Last year, we saw a couple of projections of staggering increases in obesity over the next 20 years. We were skeptical at the time, noting that measures of obesity did not show a trend that would lead to the prophesied doom.
But maybe the stress of a national election and the looming “Mayan Apocalypse” caused a spike in obesity that would set us down the projected path of catastrophe? According to Gallup’s annual Healthways survey, that spike is about as real as the December 21 doomsday. Obesity and overweight rates barely changed, and Gallup announced that the “Obesity rate [was] stable in 2012.” The chart below tracks the survey results since 2008.
This finding makes sense in light of the evidence that shows a leveling off of obesity. A study by the Centers for Disease Control (CDC) of low-income New Hampshire kids found fewer were overweight or obese, echoing a similar national finding. Several cities have seen declines in childhood obesity.
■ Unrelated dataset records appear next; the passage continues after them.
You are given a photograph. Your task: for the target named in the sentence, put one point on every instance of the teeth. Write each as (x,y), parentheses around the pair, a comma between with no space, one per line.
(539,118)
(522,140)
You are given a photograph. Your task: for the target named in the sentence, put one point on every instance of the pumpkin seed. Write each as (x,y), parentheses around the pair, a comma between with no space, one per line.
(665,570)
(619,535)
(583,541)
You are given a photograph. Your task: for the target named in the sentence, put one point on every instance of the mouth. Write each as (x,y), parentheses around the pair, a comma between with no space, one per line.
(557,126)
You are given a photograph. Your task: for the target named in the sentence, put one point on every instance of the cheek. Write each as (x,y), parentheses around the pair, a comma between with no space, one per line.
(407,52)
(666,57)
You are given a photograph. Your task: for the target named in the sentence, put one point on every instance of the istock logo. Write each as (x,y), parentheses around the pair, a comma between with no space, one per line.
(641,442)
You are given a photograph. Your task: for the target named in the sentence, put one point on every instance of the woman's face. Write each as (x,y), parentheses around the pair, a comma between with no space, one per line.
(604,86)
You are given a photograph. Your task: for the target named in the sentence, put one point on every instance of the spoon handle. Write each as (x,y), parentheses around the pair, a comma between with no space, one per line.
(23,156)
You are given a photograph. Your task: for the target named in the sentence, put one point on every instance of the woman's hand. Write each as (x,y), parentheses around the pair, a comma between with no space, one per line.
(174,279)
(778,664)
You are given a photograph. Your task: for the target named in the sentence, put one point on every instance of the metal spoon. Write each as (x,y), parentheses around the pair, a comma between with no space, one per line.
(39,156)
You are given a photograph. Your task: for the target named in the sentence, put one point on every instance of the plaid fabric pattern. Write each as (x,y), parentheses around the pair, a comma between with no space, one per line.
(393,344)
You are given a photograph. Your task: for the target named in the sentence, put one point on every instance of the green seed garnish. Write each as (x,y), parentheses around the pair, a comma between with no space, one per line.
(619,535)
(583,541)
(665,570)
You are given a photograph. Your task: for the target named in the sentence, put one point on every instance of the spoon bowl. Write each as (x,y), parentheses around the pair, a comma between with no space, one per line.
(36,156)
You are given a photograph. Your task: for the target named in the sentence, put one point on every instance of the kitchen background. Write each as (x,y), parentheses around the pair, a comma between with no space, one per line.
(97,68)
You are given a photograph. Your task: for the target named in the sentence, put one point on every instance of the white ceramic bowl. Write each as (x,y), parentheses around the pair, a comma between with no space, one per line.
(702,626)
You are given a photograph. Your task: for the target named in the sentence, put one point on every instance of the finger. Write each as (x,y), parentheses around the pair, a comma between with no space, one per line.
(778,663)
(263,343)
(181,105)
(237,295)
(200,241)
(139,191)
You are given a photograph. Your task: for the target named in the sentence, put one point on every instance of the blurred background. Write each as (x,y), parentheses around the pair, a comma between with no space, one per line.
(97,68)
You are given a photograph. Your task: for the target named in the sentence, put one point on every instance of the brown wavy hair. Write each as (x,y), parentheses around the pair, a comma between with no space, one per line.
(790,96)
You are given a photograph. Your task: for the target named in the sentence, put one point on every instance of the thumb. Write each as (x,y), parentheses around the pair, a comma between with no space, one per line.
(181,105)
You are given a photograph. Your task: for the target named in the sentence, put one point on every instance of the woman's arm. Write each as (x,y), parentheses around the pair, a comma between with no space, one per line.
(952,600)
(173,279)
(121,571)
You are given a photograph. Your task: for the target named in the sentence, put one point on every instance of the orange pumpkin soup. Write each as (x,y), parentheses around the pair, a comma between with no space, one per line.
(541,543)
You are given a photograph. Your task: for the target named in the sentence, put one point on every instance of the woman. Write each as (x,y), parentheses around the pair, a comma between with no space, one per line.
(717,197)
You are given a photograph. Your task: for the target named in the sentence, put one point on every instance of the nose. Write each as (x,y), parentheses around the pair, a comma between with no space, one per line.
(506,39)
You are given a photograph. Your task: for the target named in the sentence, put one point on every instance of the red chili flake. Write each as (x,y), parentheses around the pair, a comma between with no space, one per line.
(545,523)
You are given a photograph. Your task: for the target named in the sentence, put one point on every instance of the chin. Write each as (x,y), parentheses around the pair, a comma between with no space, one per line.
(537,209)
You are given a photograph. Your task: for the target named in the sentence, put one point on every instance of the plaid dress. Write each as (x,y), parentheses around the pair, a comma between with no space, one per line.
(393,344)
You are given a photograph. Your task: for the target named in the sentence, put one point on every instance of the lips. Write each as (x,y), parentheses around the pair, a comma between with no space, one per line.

And the CDC found last year that the trend of adult obesity was flat since 2007.
There’s little solid evidence that obesity is increasing. Projections may suggest it, but they aren’t borne out by data and are susceptible to “Garbage in, garbage out” modeling. Instead, they serve to generate more hype and more government regulation of food and beverage choices. Come to think of it, that sounds like garbage out, and the vast majority of Americans — left and right — agree.